L’extraction de sable n’est pas un problème propre au Suriname. Dans un récent article intitulé « La crise écologique mondiale dont vous n’avez peut être jamais entendu parler », le quotidien britannique The Guardian tirait la sonnette d’alarme [1]. Pour les routes, pour les constructions en béton, le verre, la demande de sable est immense. Aujourd’hui, plus de la moitié de la population mondiale vit en ville et cette tendance ne va pas s’arrêter. 40 milliards de tonnes de sable seraient nécessaires pour soutenir cette croissance urbaine sans précédent. Auparavant, le sable était prélevé dans les carrières et les lits des rivières, mais aujourd’hui les entreprises se tournent vers l’océan. L’extraction en milieu côtier a déjà entraîné la destruction de nombreuses plages et même d’îles entières.

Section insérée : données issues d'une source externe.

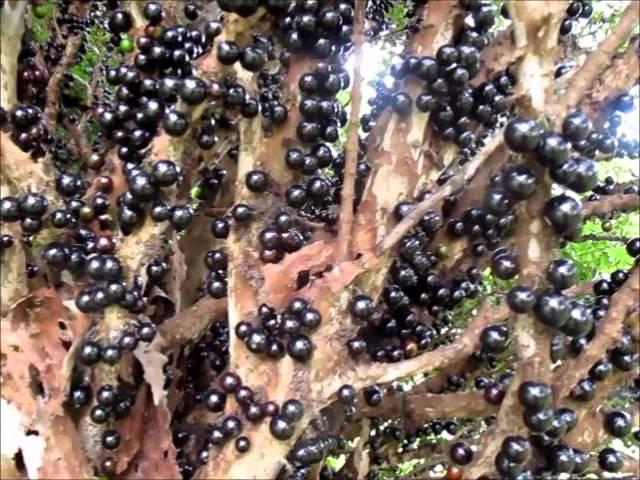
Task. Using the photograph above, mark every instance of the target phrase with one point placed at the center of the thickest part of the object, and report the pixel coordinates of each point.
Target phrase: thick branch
(607, 331)
(609, 204)
(351, 148)
(454, 184)
(191, 323)
(461, 348)
(600, 58)
(422, 407)
(622, 74)
(589, 431)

Le gouvernement passe outre
Dans son rapport d’impact environnemental de 2016, le WWF Guianas recommandait une interdiction permanente : la plage de Braamspunt doit être préservée, précisait-t-il, car elle assure la protection naturelle de la côte, de Paramaribo et ses 250 000 habitants. Elle est aussi un site de ponte des tortues luths – espèce inscrite sur la liste rouge de l’UICN [1] – et des tortues vertes, autre espèce menacée d’extinction. Le gouvernement surinamais s’était initialement conformé à la recommandation du WWF, mais courant février le ministère des Ressources naturelles a délivré des permis d’exploitation à quatre sociétés locales. « Un mauvais choix, qui augmente le risque d’érosion, réduit la capacité de protection contre les tempêtes et la montée du niveau de la mer, et impacte négativement la pêche et la biodiversité. », déclare Pascal Peduzzi, expert et chercheur aux Nations Unies.
Face à ces menaces, de nombreuses manifestations et interdictions ont vu le jour un peu partout sur la planète. Mais le secteur est lucratif et un marché noir conséquent et rentable se serait mis en place. En Inde, la « mafia du sable » aurait déjà suffisamment d’argent pour corrompre le gouvernement, selon certains activistes. Et de mettre en garde : « Si l’extraction de sable se poursuit sans contrôle, les conséquences pourraient être dramatiques. Oui, il y a beaucoup de sable, mais pas en quantité infinie. »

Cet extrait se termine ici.